Of course you’ll want to know if it only occurs when you turn the wheel or apply the brakes. Or maybe just the opposite: It goes away on turns or while you’re coming to a stop. And where does it seem to come from? Under the car? The right-front wheel? Near the speedometer?

All of these specifics can and will help the technician narrow down the source of the noise, and all without you having to sacrifice your dignity to make a flapping or clicking noise with your tongue against the roof of your mouth.

Another great way to avoid simulating the noise is to record it: Your smartphone probably has an app built in, or you can download one for free that lets your turn your phone into a recorder. Now, instead of an embarrassing simulation, you can play the actual noise for the technician.

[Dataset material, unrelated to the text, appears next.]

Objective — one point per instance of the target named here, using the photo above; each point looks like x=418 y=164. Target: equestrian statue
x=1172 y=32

Finally, the best thing you can do is show the technician exactly what you’re hearing. Go for a ride with him and let him hear the noise, to see exactly what conditions are necessary for it to show up.

The technicians at your nearby Cottman center will be happy to go for a ride with you to help identify mysterious noises and figure out what’s causing them.

Of course, they’d also be happy to watch you try to simulate them at the service counter; in fact, they’ll probably invite everyone from the shop to “offer their opinions”… and get a really good chuckle later on.